In contrast, Oman’s sectarian makeup reduces but does not completely negate the impact of any internal Sunni political factions, rendering the country less concerned about them than are Saudi Arabia and the UAE.
Qatar’s policies clash with those of Saudi Arabia in more than one place. In Egypt, Qatar stood against the July 3 coup, while Saudi Arabia and the UAE were and remain of the opinion that the success and stability of the new Egyptian regime are vital and cannot be compromised.
In Yemen, Qatar backs the Muslim Brotherhood’s representative there — Al-Islah, the Yemeni Congregation for Reform — while Saudi Arabia maintains a skeptical stance toward the latter.
In Syria, a report published by Reuters in January indicated the presence of a conflict and competition between Saudi Arabia and Qatar for control of armed factions on the ground, as well as for influence over the Syrian National Coalition.
But Egypt continues to be the closest and most pressing danger, since the repercussions of internal Egyptian affairs on Gulf countries are much more strongly felt than those emanating from Syria and Yemen.
The risks and dangers faced by Gulf Cooperation Council (GCC) countries revolve around two factors: the Iranian threat, with its variety of associated Shiite ideological parties, and the potential threat by internal opposition factions, dominated by Sunni Islamist factions.

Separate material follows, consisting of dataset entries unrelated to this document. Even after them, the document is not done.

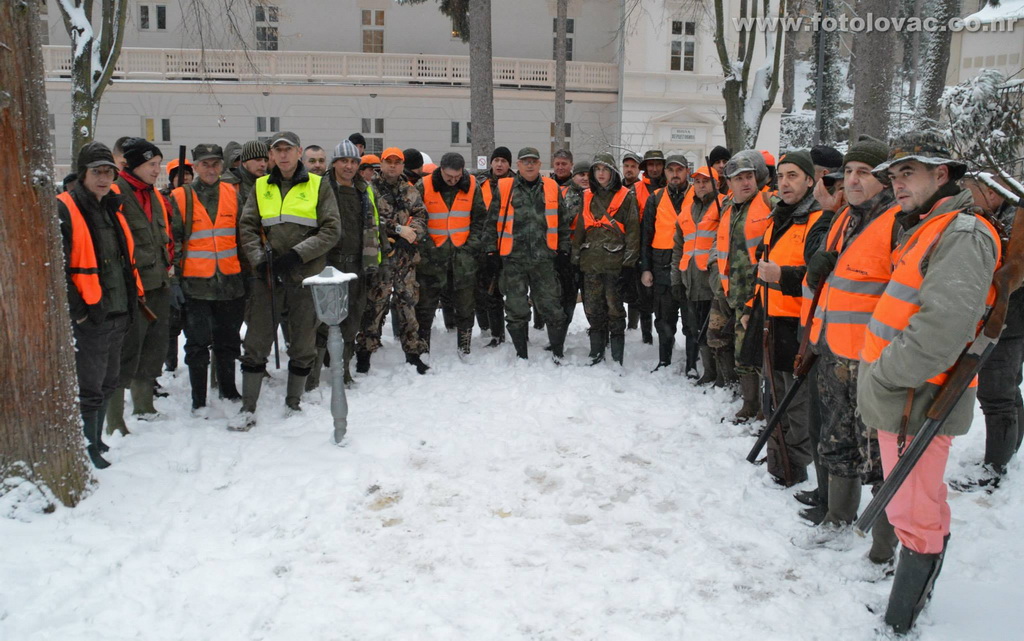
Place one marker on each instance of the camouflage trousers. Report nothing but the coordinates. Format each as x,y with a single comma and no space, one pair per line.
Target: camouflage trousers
395,278
845,447
602,302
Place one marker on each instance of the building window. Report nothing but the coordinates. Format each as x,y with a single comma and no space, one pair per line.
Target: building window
153,17
373,31
373,131
569,30
157,129
684,45
568,138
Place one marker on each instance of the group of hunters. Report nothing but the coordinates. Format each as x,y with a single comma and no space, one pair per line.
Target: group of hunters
879,260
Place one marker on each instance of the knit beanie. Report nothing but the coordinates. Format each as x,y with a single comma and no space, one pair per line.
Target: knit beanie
139,151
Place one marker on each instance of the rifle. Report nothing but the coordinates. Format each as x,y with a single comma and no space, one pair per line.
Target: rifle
268,252
1007,280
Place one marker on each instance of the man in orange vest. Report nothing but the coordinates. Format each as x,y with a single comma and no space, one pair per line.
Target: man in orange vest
606,240
205,222
449,257
930,310
102,286
780,276
657,240
528,230
489,304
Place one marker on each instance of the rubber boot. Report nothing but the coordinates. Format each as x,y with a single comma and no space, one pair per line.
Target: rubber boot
141,398
465,341
91,428
414,359
751,389
296,385
710,367
645,327
915,574
884,541
361,361
691,358
519,341
617,347
116,414
844,501
556,334
312,381
596,347
197,378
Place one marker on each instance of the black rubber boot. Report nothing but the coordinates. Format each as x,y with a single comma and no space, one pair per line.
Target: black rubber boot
915,574
645,327
414,359
617,347
519,340
198,380
596,347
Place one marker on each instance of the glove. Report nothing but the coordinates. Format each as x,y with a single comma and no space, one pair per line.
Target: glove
284,264
177,296
820,266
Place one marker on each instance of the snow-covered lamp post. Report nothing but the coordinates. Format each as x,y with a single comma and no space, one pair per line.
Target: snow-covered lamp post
331,299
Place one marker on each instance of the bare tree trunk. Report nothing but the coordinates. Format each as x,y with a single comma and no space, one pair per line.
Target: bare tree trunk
872,72
562,8
481,79
41,430
936,57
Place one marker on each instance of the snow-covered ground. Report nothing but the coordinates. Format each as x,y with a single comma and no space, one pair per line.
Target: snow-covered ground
487,500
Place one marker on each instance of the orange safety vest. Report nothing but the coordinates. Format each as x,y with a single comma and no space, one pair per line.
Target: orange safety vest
693,247
212,247
853,289
82,263
758,217
443,223
665,218
787,251
506,214
901,298
607,219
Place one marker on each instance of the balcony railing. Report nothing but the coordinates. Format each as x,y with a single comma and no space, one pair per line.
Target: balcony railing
324,67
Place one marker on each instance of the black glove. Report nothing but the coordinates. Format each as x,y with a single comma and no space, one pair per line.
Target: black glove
284,264
820,266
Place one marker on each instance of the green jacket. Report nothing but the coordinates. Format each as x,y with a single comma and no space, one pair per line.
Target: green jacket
311,244
219,286
956,276
464,260
529,228
153,258
604,249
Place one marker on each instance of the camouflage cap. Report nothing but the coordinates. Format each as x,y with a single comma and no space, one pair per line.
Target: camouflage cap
927,146
677,159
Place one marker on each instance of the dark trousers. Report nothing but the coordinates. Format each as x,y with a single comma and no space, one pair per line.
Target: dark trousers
97,359
999,396
213,324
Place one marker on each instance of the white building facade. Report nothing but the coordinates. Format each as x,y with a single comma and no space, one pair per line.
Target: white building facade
397,74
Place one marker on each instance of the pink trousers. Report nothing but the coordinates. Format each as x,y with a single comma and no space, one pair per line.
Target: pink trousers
919,511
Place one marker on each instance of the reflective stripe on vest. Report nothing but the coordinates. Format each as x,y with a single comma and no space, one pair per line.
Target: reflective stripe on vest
82,263
212,245
607,219
300,202
665,219
506,214
855,285
758,217
443,223
786,251
902,296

In the view of smaller Gulf states, and despite divergent analyses of the seriousness thereof, the Iranian threat can be neutralized through their mutual agreements with the United States. In other words, and according to this view, the GCC’s ability to influence how this threat is confronted is limited in light of Washington’s commitment to guarantee the security of the Gulf. Meanwhile, those same countries differ in their assessment of the existence of the second threat and disagree on how to best deal with it.
Qatar claims that its stance in Egypt does not constitute any interference in internal Saudi or Emirati affairs. But both those countries view the Egyptian issue as an internal and not an external one, as dictated by their characterization of the nature of the dangers that they both face. As such, they might view Qatar’s backing of the revolutionary movement as affecting their security or as meddling in their internal affairs.

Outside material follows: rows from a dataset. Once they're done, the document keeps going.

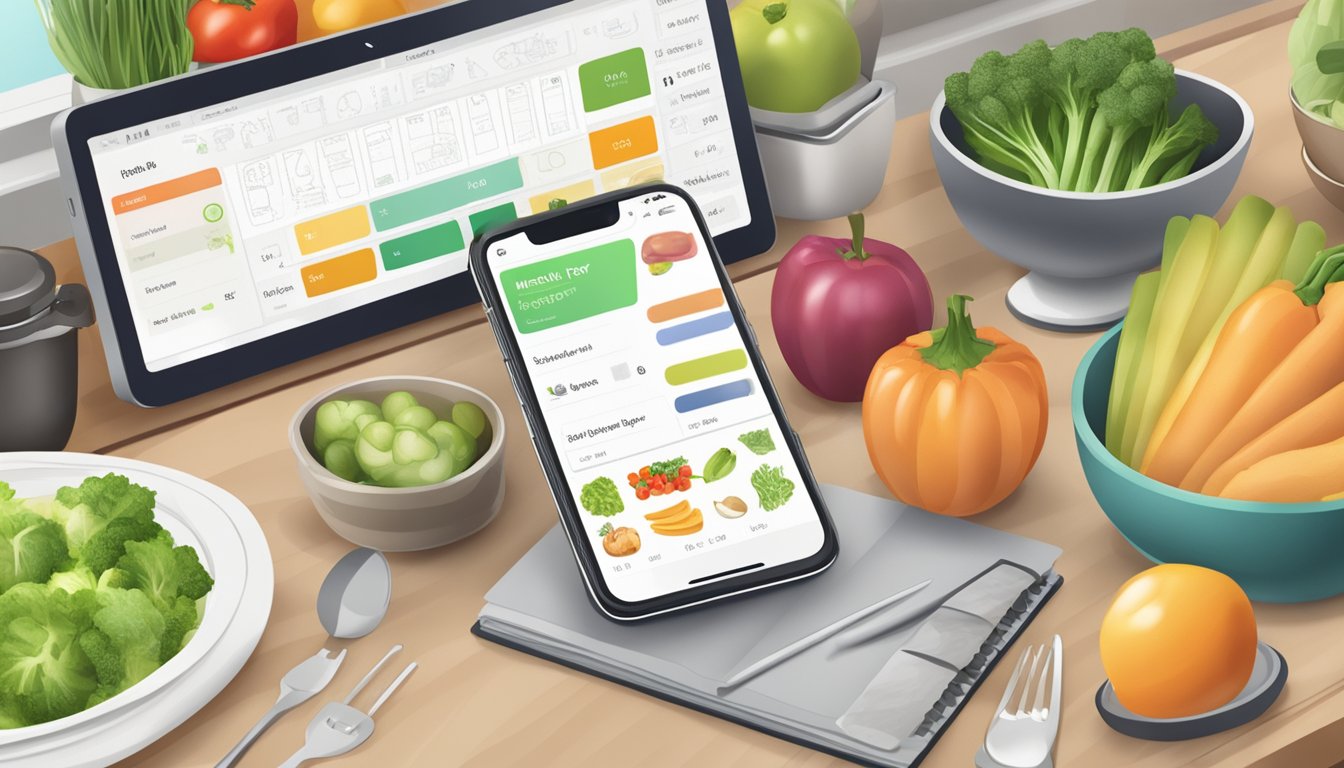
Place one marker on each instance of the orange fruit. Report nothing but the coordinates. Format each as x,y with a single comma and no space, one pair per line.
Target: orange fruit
1178,640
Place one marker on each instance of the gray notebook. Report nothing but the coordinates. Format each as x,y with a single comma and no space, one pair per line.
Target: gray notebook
879,692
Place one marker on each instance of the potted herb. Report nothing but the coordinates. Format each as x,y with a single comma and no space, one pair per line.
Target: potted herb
113,45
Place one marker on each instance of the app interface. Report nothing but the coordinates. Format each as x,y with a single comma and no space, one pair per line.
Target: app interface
668,444
293,205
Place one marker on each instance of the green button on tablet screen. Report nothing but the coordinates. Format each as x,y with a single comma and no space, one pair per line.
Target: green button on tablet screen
446,195
569,288
424,245
613,80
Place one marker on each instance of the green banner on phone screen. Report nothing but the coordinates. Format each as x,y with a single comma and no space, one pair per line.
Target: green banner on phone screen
569,288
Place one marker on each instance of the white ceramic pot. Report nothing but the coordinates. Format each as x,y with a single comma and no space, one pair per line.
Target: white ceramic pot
81,93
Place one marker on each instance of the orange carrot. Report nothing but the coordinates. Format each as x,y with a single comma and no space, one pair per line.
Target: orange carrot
1304,475
1253,342
1312,367
1320,421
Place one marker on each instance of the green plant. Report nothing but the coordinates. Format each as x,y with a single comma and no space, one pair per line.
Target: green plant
772,487
1089,114
757,441
601,498
118,43
719,466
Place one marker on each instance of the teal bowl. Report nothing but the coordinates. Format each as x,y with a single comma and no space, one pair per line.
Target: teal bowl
1278,553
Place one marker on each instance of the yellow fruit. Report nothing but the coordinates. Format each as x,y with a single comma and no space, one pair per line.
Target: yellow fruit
676,510
1178,640
692,522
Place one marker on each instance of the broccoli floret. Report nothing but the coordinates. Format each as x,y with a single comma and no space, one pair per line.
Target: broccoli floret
124,643
1089,114
43,673
74,580
105,548
86,510
1172,149
1077,73
1133,104
116,579
31,549
164,572
179,619
997,106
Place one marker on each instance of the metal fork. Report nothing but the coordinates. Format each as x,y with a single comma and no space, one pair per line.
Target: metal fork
300,683
1023,732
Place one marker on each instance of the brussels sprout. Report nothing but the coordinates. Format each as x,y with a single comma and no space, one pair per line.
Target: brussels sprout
457,440
403,456
340,460
340,420
472,418
395,404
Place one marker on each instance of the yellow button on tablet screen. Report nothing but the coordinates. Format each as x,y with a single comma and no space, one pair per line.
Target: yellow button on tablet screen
332,230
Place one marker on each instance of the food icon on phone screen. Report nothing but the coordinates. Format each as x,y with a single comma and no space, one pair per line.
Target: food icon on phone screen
661,250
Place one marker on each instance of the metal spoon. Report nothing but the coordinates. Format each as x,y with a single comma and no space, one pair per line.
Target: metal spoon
354,596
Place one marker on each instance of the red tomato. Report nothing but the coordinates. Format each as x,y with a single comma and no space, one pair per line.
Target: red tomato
229,30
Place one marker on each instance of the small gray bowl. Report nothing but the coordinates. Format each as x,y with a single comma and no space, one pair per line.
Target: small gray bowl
1085,249
403,519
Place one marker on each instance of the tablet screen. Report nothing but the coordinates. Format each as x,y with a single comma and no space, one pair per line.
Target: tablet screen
292,205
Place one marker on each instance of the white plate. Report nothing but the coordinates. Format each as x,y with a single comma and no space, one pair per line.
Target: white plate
233,549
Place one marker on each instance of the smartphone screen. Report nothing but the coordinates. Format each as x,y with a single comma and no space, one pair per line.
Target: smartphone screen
651,393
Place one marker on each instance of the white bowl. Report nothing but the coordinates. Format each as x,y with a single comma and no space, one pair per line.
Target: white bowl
1085,249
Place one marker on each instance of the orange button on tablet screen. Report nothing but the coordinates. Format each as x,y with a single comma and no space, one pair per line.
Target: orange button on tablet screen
340,272
622,141
165,191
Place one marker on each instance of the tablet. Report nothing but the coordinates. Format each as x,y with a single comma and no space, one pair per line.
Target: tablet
246,217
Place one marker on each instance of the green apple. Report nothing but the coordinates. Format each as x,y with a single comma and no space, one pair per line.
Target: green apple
796,54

It is illogical to think that Qatar, Saudi Arabia and the UAE can remain part of the same security organization when they have such divergent views about where their common dangers lie. Matters grow even stranger when Qatar’s foreign policy choices ally it with Islamist movements in Arab Spring countries and present them with support, while those same movements, in the eyes of the Saudis and Emiratis, constitute a threat to their existence.
The diametrically opposed stances of both sides, and the great divergence in their perception and view of the region and the dangers therein, make their continued membership in the same alliance illogical. And their persistence in this alliance would prove that the GCC is but a token construct that has no influence upon the policies adopted in the region, as is the case with the Arab League as well.
The tangled relationship between the internal policies of Gulf countries and the harsh metamorphosis underway in the Arab world will continue to cause problems for those Gulf countries’ external policies. Thus, harmony between them cannot be achieved as long as that transformation remains ongoing and beyond the control of the Arab world.